Agree. The universities opinion about whether or not a student should report to the police has no bearing. It is not the student’s obligation to keep the university’s Cleary data insignificant. If you’ve been assaulted you need to report it to the police. Period. Not only is it the right thing to do it carries weight and the power of police investigation to any “claim” you have with the college about the accused. As a woman and a mother of a son I’d have a more difficult time processing emotionally an accusation of my son if the woman felt she had actually been assaulted or raped as evidenced by going to the police regardless of the circumstances. It would put my son in a more serious position than just dealing with college administrators but I have enough faith in the system after watching vicariously how it works several years ago. Believe me when I say I don’t lay awake at night “worrying” about this.

“As @pizzagirl said up the thread, drinking heavily is not a great idea for a variety of reasons. But is telling my son (who doesn’t drink at all FWIW) not to drink before having sex going to help protect him from an allegation of assault? No probably not.”

However, only having sex with women with whom he is in a reasonably serious relationship is likely the better “protection.” (And yes, I get that accusations can happen even when people are in a relationship, but it’s a heck of a lot more of an issue when it’s the hook-up-that-I-might-regret-tomorrow versus when it’s two people who are in a reasonably serious relationship.)

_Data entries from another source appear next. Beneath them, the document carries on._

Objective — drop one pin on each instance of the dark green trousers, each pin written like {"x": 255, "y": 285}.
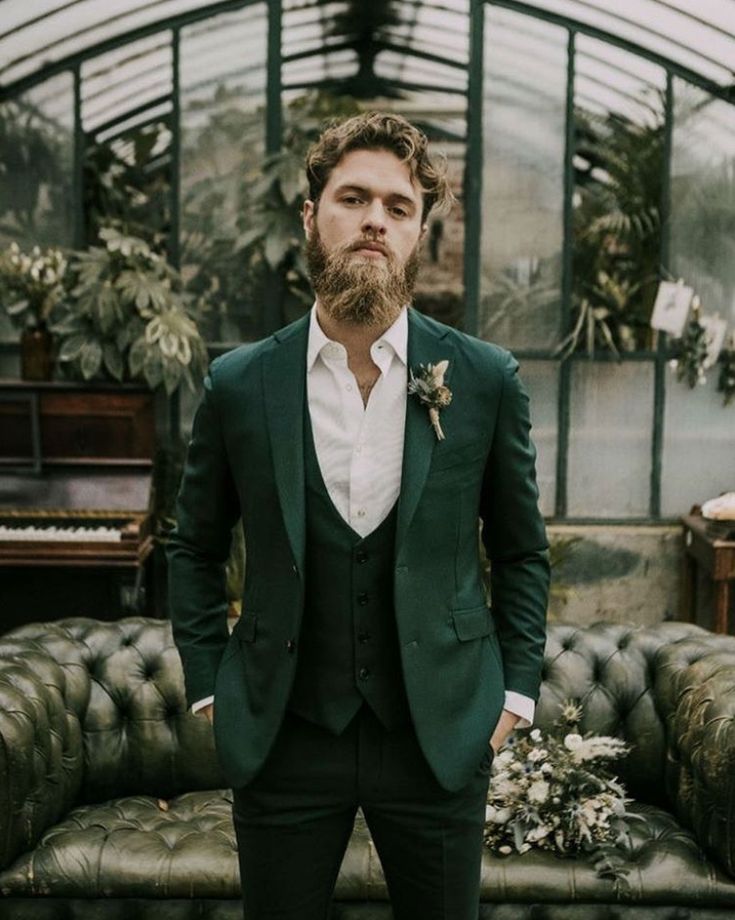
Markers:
{"x": 293, "y": 823}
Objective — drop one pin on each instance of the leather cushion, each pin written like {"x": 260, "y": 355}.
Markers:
{"x": 133, "y": 847}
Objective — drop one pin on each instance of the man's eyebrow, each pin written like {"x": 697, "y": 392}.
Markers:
{"x": 351, "y": 187}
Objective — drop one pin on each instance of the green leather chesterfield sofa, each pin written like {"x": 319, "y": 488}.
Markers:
{"x": 111, "y": 803}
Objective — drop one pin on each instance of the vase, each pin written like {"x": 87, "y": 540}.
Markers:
{"x": 36, "y": 353}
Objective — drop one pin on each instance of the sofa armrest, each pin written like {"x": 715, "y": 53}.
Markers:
{"x": 696, "y": 691}
{"x": 41, "y": 752}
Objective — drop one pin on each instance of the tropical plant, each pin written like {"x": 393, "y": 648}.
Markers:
{"x": 726, "y": 379}
{"x": 34, "y": 165}
{"x": 617, "y": 231}
{"x": 127, "y": 184}
{"x": 230, "y": 268}
{"x": 125, "y": 317}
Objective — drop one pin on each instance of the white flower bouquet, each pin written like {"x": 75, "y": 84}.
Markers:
{"x": 556, "y": 792}
{"x": 31, "y": 284}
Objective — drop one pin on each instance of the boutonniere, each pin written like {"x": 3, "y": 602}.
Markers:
{"x": 428, "y": 384}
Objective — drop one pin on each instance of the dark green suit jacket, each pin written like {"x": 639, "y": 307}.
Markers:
{"x": 246, "y": 459}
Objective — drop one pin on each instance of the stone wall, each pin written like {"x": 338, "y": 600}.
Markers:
{"x": 621, "y": 574}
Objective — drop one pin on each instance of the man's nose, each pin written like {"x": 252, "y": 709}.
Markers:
{"x": 374, "y": 218}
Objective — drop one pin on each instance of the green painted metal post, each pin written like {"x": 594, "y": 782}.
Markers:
{"x": 273, "y": 309}
{"x": 79, "y": 226}
{"x": 472, "y": 181}
{"x": 174, "y": 240}
{"x": 565, "y": 368}
{"x": 659, "y": 389}
{"x": 174, "y": 243}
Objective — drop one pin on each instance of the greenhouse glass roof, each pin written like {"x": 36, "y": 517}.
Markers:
{"x": 418, "y": 41}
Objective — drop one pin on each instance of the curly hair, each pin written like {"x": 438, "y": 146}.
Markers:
{"x": 380, "y": 131}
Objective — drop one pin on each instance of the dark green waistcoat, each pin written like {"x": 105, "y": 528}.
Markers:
{"x": 348, "y": 648}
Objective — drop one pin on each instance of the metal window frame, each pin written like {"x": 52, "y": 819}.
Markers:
{"x": 473, "y": 183}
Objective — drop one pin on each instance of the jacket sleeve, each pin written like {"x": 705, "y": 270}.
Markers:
{"x": 514, "y": 536}
{"x": 206, "y": 511}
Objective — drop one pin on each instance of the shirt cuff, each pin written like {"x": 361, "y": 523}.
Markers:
{"x": 200, "y": 704}
{"x": 522, "y": 706}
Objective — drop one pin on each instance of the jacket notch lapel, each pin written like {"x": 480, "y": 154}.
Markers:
{"x": 284, "y": 382}
{"x": 425, "y": 346}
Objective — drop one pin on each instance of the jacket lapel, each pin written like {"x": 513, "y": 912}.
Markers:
{"x": 425, "y": 346}
{"x": 284, "y": 382}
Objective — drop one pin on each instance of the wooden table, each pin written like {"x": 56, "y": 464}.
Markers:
{"x": 711, "y": 546}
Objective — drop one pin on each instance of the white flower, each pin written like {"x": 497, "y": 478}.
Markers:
{"x": 538, "y": 791}
{"x": 538, "y": 833}
{"x": 593, "y": 748}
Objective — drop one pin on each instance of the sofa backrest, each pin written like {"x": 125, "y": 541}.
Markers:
{"x": 120, "y": 688}
{"x": 614, "y": 673}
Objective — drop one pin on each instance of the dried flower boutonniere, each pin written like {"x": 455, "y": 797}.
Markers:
{"x": 428, "y": 385}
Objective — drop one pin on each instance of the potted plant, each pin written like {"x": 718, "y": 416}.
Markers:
{"x": 31, "y": 286}
{"x": 126, "y": 317}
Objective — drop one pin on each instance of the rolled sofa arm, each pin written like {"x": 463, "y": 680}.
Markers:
{"x": 695, "y": 689}
{"x": 41, "y": 751}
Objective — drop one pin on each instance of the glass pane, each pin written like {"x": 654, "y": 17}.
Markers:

Maybe the advice should be “Don’t hook up with girls who have been drinking.”
It doesn’t matter if the GUY has been drinking–it’s the GIRL who’s been drinking and deemed unable to fend off the guy that seems to be the problem in these cases.

@Consolation It’s not an irrelevant comparison. I was comparing touching a limb to touching a body part that is commonly associated with sex. If a female is running her hands up and down a guys torso or arm or wherever, it’s just as in appropriate. But rubbing someone and touching someone are distinct actions. You would have to equate a prolonged grab of the butt or breast with prolonged contact on someone’s arm or chest. But a tap of the arm and chest are different to tapping a butt or boob. (Gosh this is weird to write.) Unsolicited contact in those areas is very obviously worse.

I never said that their should be discipline for catcalling although sexual harassment should be taken seriously. But it’s important to address rape culture in it’s most infant stages.

@pizzagirl & @“Cardinal Fang” you are of course both right. And it is not lost on me that ultimately the advice about sex really should not change in this particular era. You should not have sex with someone you are not at least at some level committed to. There are the obvious potential biological consequences which I think we as parents need to stress to our kids, both male and female. Maybe that makes me puritanical (or just old) but I think it is important not to miss the forest for the trees.

I simply tell my son NEVER to be ALONE with a girl he does not know really well. Matter of fact, I tell my daughter the same thing!

@Pizzagirl I’m assuming you’ve never heard of tonic immobility?

I excluded some parts for brevity.

https://www.washingtonpost.com/news/grade-point/wp/2015/06/23/why-many-rape-victims-dont-fight-or-yell/

Sometimes they don’t run away because they very literally can’t get away.